JCER News: First installment of JCER 4(1) "Groundbreaking Results in Consciousness, Quantum Brain & Nonlocality Research by Michael Persinger's Group" is published on Feb. 4, 2013. This is a Special Issue of JCER featuring the latest research of Michael Persinger's Group. The articles in this issue will be published in installments within the next several days. Please check back at JCER website for additional articles.

The above photograph shows most people in Professor Michael Persinger's Neuroscience Research Group involved with consciousness research on site at Laurentian University: Top row (left to right): Joey Caswell, Brendan Lehaman, David Vares, Blake Dotta, Andrew Lapointe; Second row (left to right): Nirosha Murugan, Lukasz Karbowski, Kevin Saroka, Mandy Scott; Bottom row (left to right): Lucas Tessaro, Michael Persinger, Paula Corradini, Constance Reed, Lyndon Juden-Kelly; Absent: Ryan Burke, Mark Collins, Linda St-Pierre, Stanley Koren, Rob Lafrenie, Trevor Carniello.

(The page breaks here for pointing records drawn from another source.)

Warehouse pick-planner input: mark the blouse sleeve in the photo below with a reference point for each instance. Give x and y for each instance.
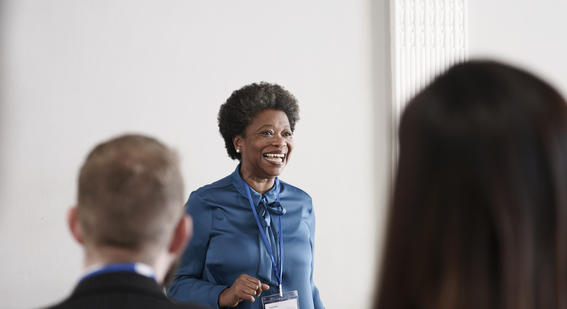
(311, 222)
(189, 284)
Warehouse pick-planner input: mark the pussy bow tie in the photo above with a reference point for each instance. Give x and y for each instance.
(265, 210)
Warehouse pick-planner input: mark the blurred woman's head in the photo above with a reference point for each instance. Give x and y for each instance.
(257, 124)
(478, 217)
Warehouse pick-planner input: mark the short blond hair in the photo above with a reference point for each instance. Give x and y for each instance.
(130, 193)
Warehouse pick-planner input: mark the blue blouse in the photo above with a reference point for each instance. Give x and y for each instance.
(226, 243)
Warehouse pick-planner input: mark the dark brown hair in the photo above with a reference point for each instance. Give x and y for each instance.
(245, 103)
(130, 193)
(478, 217)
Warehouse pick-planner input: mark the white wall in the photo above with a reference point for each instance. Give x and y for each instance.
(528, 33)
(76, 72)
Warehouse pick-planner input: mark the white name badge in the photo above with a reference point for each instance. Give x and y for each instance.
(289, 300)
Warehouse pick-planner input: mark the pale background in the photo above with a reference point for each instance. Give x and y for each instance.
(73, 73)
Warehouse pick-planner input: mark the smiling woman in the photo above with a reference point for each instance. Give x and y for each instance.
(248, 223)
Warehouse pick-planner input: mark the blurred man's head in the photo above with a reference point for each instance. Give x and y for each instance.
(130, 201)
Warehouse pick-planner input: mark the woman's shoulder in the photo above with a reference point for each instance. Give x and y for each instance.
(295, 191)
(212, 189)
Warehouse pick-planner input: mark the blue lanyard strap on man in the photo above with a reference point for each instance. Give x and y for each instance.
(278, 272)
(139, 268)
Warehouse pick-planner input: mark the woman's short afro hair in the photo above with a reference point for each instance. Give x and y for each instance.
(245, 103)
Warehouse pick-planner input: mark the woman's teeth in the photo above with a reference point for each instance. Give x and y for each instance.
(275, 157)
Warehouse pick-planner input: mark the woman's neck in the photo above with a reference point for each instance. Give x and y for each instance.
(259, 184)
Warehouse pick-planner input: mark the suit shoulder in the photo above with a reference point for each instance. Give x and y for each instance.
(206, 191)
(296, 191)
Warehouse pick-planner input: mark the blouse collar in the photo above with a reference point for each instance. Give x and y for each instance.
(240, 185)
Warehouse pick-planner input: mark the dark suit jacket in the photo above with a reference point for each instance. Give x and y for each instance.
(119, 290)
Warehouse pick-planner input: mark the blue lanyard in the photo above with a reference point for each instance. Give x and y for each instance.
(138, 268)
(278, 273)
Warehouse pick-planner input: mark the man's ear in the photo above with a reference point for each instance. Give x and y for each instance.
(181, 235)
(74, 224)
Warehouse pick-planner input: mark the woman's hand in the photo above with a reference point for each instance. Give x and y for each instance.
(243, 288)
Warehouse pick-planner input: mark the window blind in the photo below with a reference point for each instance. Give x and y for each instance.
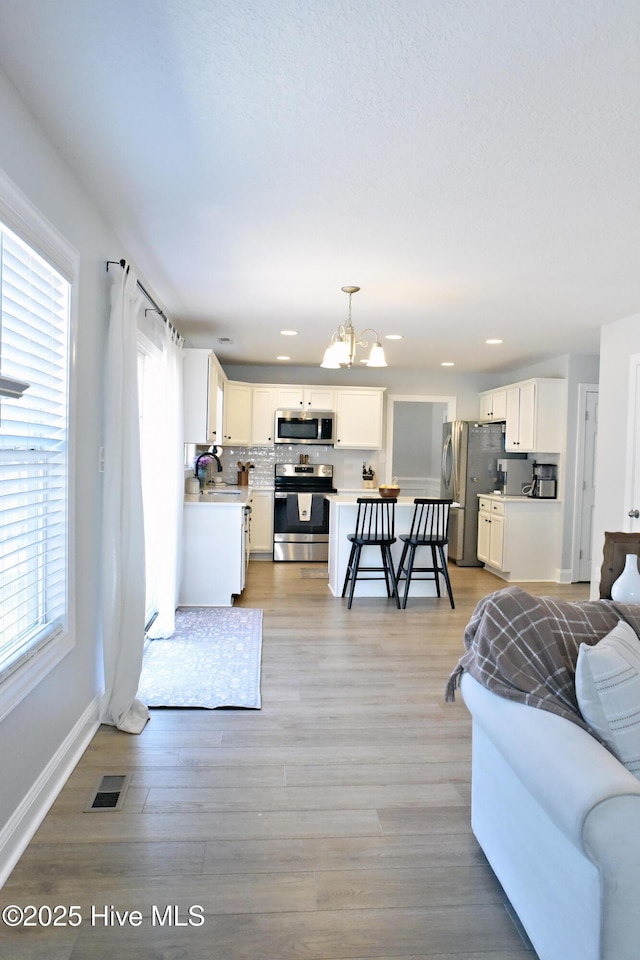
(34, 333)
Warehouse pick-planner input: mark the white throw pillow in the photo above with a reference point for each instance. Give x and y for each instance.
(608, 692)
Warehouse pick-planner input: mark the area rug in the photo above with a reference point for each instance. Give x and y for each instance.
(314, 573)
(212, 660)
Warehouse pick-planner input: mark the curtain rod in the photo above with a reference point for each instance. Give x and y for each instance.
(123, 264)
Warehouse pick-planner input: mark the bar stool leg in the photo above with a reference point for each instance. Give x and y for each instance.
(409, 570)
(349, 568)
(354, 574)
(445, 571)
(388, 565)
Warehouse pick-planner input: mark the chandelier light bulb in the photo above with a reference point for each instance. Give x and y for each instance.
(345, 341)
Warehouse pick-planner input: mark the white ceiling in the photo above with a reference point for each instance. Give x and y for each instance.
(472, 165)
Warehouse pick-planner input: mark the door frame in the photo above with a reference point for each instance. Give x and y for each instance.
(392, 399)
(632, 465)
(578, 492)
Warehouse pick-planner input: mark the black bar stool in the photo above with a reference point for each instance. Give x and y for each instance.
(429, 528)
(375, 527)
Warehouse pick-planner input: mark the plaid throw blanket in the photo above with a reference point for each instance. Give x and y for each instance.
(525, 648)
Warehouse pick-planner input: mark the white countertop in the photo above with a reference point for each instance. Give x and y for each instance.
(223, 495)
(505, 498)
(349, 499)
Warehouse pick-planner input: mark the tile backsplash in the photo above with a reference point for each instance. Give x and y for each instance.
(347, 464)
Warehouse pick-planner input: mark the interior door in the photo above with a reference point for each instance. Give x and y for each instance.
(587, 443)
(632, 505)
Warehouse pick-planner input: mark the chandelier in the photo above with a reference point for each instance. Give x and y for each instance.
(341, 351)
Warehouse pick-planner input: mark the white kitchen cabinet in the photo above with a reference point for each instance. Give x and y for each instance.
(203, 381)
(307, 398)
(263, 415)
(519, 538)
(237, 420)
(491, 532)
(262, 521)
(536, 416)
(493, 405)
(214, 552)
(359, 418)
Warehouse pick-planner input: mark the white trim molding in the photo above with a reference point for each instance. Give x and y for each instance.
(26, 819)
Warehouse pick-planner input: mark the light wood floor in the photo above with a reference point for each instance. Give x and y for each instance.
(331, 825)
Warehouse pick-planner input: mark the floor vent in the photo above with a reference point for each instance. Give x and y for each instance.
(110, 793)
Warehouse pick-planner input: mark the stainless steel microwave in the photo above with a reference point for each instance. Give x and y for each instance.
(305, 426)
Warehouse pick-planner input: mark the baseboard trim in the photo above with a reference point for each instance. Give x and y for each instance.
(22, 825)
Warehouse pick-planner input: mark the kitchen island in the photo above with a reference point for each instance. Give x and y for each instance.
(215, 546)
(342, 521)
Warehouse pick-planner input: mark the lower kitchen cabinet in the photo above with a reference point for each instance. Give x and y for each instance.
(215, 539)
(519, 538)
(262, 522)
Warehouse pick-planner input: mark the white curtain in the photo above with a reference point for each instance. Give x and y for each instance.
(123, 585)
(164, 489)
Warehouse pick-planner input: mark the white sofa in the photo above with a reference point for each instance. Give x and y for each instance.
(558, 818)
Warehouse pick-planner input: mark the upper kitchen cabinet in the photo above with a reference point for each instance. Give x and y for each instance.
(493, 405)
(263, 415)
(238, 408)
(203, 381)
(535, 416)
(359, 418)
(305, 398)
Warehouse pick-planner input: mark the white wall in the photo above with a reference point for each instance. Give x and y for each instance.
(618, 341)
(33, 734)
(465, 387)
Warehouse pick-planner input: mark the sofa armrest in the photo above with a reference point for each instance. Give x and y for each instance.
(570, 774)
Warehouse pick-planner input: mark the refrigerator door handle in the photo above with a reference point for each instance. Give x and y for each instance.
(447, 462)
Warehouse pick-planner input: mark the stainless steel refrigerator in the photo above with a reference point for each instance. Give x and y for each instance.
(470, 453)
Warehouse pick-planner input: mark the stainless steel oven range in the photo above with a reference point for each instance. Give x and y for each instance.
(301, 511)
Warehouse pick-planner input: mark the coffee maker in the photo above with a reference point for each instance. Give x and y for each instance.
(545, 481)
(513, 473)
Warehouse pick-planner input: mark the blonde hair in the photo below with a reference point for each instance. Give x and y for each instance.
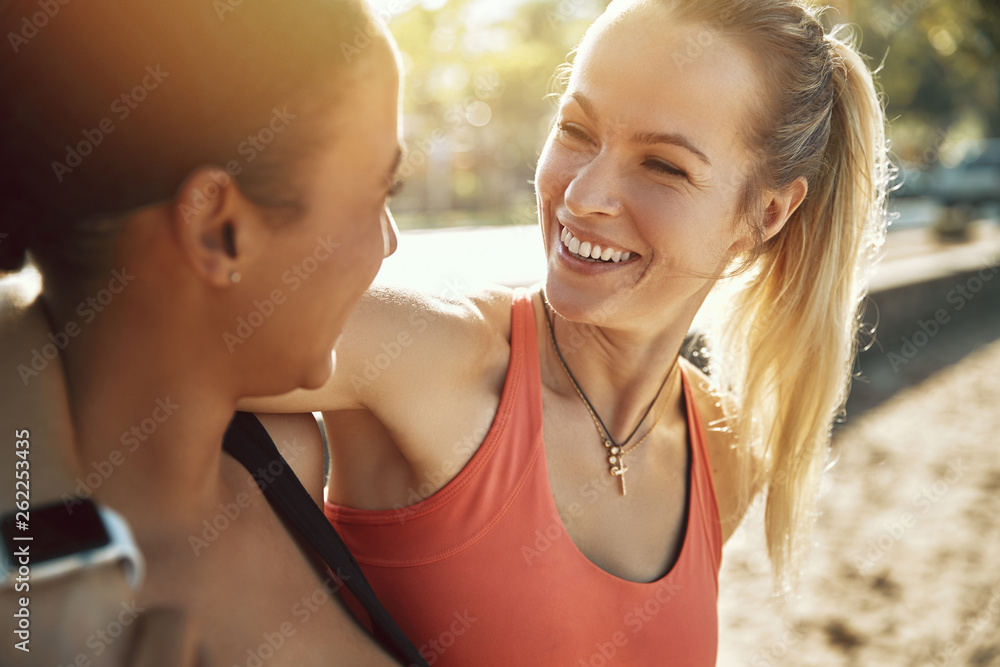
(786, 345)
(784, 348)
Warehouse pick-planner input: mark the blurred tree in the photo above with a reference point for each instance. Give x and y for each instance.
(478, 73)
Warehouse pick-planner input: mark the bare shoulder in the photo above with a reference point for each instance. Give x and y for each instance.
(404, 338)
(735, 470)
(400, 339)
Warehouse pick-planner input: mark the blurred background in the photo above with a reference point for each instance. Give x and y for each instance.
(905, 568)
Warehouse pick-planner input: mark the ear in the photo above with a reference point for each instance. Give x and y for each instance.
(215, 223)
(782, 205)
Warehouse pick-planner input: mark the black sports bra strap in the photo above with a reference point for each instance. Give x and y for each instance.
(248, 442)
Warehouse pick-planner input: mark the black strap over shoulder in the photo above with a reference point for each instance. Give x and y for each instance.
(248, 442)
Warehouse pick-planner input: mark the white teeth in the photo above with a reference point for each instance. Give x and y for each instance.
(574, 245)
(586, 249)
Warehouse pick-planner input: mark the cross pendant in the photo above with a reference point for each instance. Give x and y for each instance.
(619, 471)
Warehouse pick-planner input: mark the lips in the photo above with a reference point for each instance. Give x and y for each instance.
(593, 251)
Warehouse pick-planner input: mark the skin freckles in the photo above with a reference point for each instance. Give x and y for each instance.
(649, 157)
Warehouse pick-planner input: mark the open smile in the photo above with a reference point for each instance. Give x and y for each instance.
(593, 251)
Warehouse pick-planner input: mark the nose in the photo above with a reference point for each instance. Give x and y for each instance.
(593, 188)
(390, 233)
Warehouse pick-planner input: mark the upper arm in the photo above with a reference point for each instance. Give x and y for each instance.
(735, 469)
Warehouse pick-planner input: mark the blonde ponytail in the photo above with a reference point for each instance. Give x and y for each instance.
(784, 344)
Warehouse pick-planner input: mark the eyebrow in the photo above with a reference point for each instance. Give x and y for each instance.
(645, 138)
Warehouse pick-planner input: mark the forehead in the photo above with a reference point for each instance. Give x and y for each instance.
(646, 71)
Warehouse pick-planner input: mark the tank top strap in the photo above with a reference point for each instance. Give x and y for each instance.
(704, 504)
(465, 509)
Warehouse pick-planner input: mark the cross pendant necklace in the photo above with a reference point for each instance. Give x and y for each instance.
(616, 452)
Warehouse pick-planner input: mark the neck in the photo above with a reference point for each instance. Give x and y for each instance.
(149, 413)
(620, 371)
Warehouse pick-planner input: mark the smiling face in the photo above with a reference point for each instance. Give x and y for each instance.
(644, 170)
(324, 262)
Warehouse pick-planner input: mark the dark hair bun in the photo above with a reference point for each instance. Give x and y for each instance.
(13, 246)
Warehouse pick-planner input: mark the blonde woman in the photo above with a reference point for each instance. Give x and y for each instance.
(537, 477)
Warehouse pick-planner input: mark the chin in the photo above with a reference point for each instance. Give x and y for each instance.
(573, 303)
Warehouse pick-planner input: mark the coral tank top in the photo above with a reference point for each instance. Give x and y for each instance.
(483, 572)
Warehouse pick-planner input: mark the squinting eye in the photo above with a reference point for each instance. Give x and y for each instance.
(664, 167)
(573, 131)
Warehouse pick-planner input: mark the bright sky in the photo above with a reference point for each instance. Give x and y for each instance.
(483, 12)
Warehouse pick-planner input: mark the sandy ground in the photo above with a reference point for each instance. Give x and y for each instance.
(906, 564)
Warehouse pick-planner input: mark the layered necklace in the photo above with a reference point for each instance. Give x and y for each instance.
(615, 451)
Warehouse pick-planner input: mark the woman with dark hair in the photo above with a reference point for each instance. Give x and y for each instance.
(540, 478)
(192, 180)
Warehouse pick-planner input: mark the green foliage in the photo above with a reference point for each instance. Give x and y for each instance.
(477, 115)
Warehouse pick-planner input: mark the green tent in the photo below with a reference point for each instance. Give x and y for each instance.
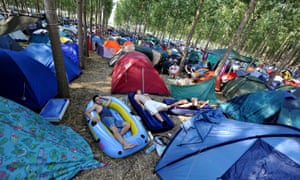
(243, 85)
(204, 90)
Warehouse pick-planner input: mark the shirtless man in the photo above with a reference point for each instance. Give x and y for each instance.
(154, 107)
(101, 107)
(185, 103)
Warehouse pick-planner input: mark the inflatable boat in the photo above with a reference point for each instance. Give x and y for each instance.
(104, 137)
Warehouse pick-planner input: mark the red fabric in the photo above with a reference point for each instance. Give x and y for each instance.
(128, 75)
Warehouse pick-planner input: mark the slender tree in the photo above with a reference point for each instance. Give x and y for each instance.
(190, 35)
(51, 16)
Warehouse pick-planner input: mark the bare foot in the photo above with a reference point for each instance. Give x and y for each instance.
(128, 146)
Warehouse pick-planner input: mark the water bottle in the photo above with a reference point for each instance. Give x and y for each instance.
(150, 149)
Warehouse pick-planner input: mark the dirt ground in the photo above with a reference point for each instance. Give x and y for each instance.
(96, 79)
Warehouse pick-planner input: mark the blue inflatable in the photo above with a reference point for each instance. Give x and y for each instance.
(105, 139)
(150, 121)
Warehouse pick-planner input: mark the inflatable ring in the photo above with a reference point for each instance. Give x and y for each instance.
(105, 139)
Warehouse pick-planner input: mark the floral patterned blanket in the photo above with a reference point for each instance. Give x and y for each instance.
(33, 148)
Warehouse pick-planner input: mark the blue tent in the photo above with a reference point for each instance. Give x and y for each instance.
(6, 42)
(33, 148)
(24, 80)
(43, 54)
(209, 146)
(70, 50)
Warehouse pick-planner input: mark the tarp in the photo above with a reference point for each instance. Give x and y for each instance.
(25, 81)
(14, 23)
(18, 36)
(43, 53)
(40, 36)
(134, 71)
(210, 146)
(33, 148)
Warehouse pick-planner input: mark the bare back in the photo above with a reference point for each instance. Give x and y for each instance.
(141, 98)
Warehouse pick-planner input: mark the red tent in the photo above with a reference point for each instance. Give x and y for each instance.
(135, 71)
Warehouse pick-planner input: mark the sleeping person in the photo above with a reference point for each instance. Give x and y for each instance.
(101, 107)
(193, 104)
(154, 107)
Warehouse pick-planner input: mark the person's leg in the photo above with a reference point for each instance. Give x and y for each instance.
(118, 136)
(109, 122)
(178, 103)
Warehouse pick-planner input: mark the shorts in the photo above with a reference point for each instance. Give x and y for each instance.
(111, 121)
(153, 106)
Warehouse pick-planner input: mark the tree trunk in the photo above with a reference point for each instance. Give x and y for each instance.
(190, 35)
(286, 58)
(63, 88)
(237, 35)
(85, 48)
(80, 34)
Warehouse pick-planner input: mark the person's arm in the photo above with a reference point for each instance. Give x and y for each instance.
(88, 113)
(138, 101)
(107, 102)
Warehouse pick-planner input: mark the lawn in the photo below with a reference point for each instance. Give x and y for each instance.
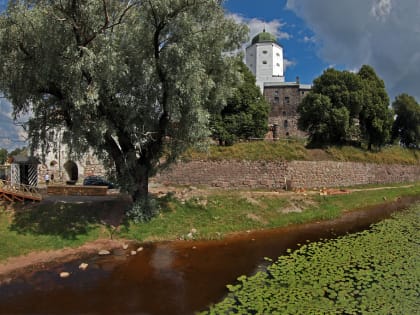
(210, 216)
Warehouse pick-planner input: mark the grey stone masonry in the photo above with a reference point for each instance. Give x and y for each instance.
(298, 174)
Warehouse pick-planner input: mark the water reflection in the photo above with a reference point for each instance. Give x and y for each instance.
(167, 278)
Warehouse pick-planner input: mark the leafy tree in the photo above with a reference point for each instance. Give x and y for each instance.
(375, 117)
(324, 123)
(132, 80)
(353, 108)
(19, 151)
(3, 156)
(407, 124)
(246, 112)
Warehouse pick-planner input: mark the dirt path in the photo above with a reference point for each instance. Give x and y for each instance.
(15, 266)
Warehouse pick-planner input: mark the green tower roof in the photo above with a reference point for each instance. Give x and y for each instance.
(264, 37)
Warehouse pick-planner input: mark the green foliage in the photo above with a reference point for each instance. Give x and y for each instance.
(372, 272)
(345, 107)
(375, 118)
(54, 226)
(3, 156)
(295, 150)
(132, 80)
(331, 123)
(407, 124)
(143, 210)
(246, 112)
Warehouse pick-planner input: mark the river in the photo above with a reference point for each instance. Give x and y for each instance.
(179, 277)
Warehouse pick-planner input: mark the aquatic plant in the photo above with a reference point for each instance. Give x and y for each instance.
(372, 272)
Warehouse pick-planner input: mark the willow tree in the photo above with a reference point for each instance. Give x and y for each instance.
(134, 81)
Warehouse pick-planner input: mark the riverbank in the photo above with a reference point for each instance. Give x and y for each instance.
(37, 237)
(370, 272)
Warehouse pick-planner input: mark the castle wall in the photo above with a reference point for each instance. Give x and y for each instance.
(298, 174)
(284, 100)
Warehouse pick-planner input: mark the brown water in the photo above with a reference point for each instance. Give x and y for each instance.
(172, 277)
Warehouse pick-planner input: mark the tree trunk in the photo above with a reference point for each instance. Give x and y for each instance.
(141, 187)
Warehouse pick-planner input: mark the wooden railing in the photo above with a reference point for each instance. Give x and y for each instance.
(19, 192)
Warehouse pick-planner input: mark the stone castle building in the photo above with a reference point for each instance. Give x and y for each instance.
(264, 57)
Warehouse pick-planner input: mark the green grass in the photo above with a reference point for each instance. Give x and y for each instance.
(55, 226)
(373, 272)
(295, 150)
(233, 211)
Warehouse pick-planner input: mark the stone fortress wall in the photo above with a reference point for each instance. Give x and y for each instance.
(275, 175)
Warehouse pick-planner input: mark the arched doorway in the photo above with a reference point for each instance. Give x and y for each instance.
(72, 170)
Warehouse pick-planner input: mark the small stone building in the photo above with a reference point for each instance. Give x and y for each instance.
(24, 170)
(264, 58)
(284, 99)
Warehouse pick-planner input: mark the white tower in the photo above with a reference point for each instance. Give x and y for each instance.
(264, 57)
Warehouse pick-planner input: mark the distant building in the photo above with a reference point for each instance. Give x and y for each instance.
(264, 57)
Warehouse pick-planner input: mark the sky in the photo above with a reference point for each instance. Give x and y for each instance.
(318, 34)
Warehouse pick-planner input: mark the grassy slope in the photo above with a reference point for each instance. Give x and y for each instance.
(295, 150)
(213, 216)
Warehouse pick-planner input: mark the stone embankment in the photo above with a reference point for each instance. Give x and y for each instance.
(294, 174)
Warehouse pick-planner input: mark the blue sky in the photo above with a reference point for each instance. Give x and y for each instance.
(296, 38)
(317, 34)
(344, 34)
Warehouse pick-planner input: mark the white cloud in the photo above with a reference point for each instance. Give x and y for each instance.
(382, 33)
(256, 26)
(381, 8)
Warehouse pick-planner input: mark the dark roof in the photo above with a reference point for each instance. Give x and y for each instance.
(264, 37)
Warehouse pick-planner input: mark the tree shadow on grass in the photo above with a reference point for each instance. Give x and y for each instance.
(68, 220)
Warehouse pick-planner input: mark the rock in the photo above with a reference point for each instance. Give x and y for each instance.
(83, 266)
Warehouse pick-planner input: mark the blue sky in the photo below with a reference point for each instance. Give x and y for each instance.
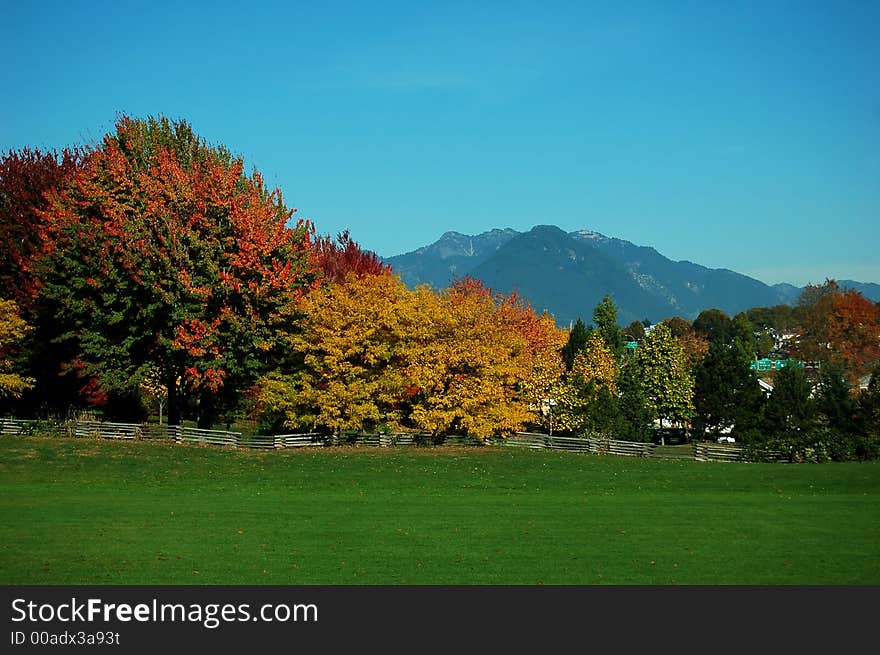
(738, 135)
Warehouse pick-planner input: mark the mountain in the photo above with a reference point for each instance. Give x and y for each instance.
(568, 273)
(452, 255)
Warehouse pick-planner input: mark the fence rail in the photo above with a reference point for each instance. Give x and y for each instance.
(702, 452)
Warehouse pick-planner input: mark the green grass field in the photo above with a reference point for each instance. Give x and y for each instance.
(91, 512)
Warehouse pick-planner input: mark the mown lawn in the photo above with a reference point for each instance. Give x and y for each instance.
(97, 512)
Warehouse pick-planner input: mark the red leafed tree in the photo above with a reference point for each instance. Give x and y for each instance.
(164, 261)
(340, 257)
(838, 326)
(854, 332)
(25, 178)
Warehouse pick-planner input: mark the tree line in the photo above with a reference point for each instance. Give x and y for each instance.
(150, 273)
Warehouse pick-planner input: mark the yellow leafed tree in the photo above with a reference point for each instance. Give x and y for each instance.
(594, 367)
(12, 330)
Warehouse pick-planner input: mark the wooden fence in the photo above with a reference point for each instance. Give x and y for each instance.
(580, 444)
(702, 452)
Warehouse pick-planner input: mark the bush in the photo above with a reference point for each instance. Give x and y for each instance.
(818, 444)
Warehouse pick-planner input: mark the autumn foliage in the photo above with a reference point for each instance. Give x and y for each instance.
(339, 258)
(376, 354)
(26, 177)
(161, 252)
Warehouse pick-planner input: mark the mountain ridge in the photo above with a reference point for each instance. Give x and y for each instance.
(567, 274)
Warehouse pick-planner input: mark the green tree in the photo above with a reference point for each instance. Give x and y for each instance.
(726, 391)
(835, 400)
(577, 340)
(634, 413)
(636, 330)
(713, 324)
(742, 335)
(605, 320)
(790, 407)
(665, 377)
(868, 407)
(163, 256)
(678, 326)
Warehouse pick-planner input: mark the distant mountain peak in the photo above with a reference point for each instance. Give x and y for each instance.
(568, 273)
(588, 234)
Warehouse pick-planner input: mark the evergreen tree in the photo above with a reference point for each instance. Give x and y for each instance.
(713, 324)
(577, 340)
(790, 407)
(726, 391)
(665, 377)
(835, 400)
(605, 319)
(868, 407)
(635, 415)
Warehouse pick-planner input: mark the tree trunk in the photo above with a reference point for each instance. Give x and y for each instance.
(173, 404)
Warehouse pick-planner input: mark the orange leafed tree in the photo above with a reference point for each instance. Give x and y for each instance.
(839, 326)
(161, 254)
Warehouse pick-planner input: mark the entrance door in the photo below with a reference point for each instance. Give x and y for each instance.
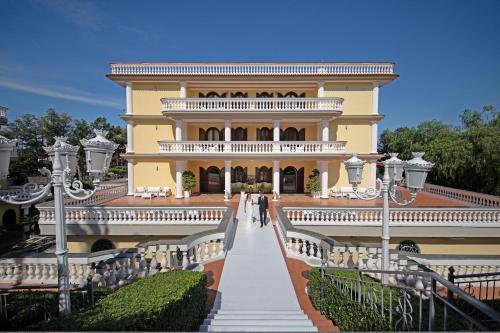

The first article in the Special Issue is "Congruence of Energies for Cerebral Photon Emissions, Quantitative EEG Activities and ~5 nT Changes in the Proximal Geomagnetic Field Support Spin-based Hypothesis of Consciousness authored by Michael A. Persinger, Blake T. Dotta, Kevin S. Saroka, Mandy A. Scott:

Summary:The hypothesis by Hu & Wu that networks of nuclear spins in neural membranes could be modulated by action potentials was explored by measurements of the quantitative changes in photon emissions, electroencephalographic activity, and alterations in the proximal geomagnetic field during successive periods when a subject sitting in the dark imagined white light or did not. During brief periods of imagining white light the power density of photon emissions from the right hemisphere was about 10-11 W∙m-2 that was congruent with magnetic energy within the volume associated with a diminishment of ~7 nT as predicted by the dipole-dipole coupling relation across the neuronal cell membrane. Spectral analyses showed maxima in power from electroencephalographic activity within the parahippocampal region and photon emissions from the right hemisphere with shared phase modulations equivalent to about 20 ms. Beat frequencies (6 Hz) between peak power in photon (17 Hz) and brain (11 Hz) amplitude fluctuations during imagining light were equivalent to energy differences within the visible wavelength that were identical to the intrinsic 8 Hz rhythmic variations of neurons within the parahippocampal gyrus. Several quantitative solutions strongly suggested that spin energies can accommodate the interactions between protons, electrons, and photons and the action potentials associated with intention, consciousness, and entanglement.